Legal Subject: Spendthrift provision

Case Date Sort descending Legal Subject Abstract
Alexander Spiers and Others v. Thomas Dunlop and Others 28 Jul 1778 Spendthrift provision This case was about a father’s right to impose restrictions on his son’s inheritance under a marriage contract. James Dunlop, elder of Garnkirk, and his wife, Henrietta Maxwell, signed a marriage contract that settled the estate of Garnkirk on the two spouses and any heirs-male of their marriage. Dunlop and Maxwell’s eldest son, James Dunlop the younger, was a Glasgow merchant who contracted substantial debts, with James Sr. as a co-obligant. James Jr. eventually became insolvent and transferred his effects to Alexander Spiers, and others, as trustees for his creditors. The joint debts were purchased by friends of James Sr., including Thomas Dunlop.

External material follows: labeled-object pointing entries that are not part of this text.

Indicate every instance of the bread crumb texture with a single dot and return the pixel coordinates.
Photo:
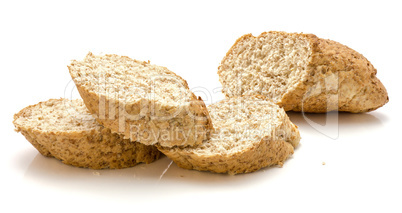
(144, 102)
(64, 129)
(301, 72)
(251, 132)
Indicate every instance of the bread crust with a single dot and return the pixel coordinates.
(117, 116)
(97, 148)
(337, 79)
(267, 152)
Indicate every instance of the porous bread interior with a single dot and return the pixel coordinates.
(240, 123)
(129, 81)
(270, 65)
(58, 115)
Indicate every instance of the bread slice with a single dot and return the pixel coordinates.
(147, 103)
(251, 132)
(301, 72)
(64, 129)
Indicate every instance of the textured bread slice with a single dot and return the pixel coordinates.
(64, 129)
(147, 103)
(251, 132)
(301, 72)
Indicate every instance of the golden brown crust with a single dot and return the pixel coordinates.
(96, 149)
(337, 78)
(264, 154)
(267, 152)
(191, 126)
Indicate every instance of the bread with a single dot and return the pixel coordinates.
(301, 72)
(64, 129)
(147, 103)
(251, 132)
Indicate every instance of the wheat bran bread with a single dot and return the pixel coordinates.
(251, 132)
(144, 102)
(301, 72)
(64, 129)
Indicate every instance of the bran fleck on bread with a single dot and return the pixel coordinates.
(251, 132)
(301, 72)
(64, 129)
(147, 103)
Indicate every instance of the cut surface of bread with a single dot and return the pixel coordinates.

To secure these debts, James Sr. granted the friends a bond over his estate, and subsequently granted them a trust disposition. On September 17, 1764, James Sr. executed three additional deeds. First, he executed a bond providing a liferent to James Jr.; his wife, Mary Ritchie; and their children, provided that the liferent was an alimentary provision not subject to the son’s debts or to alienation. Second, he executed a provision for his younger children. And third, James Sr. executed a new deed empowering his trustees to sell his estate and apply the proceeds in the following order: (1) to the payment of James Sr.’s debts, (2) to the provision for his younger children, and (3) to the provision for James Jr. The pursuers, James Jr.’s trustees, sought to have these deeds set aside on the ground that the marriage contract barred the elder Dunlop from restricting his son’s inheritance. The defenders, James Sr.’s trustees, responded that a father had the right to provide for his other children and to shield the estate from being taken by creditors.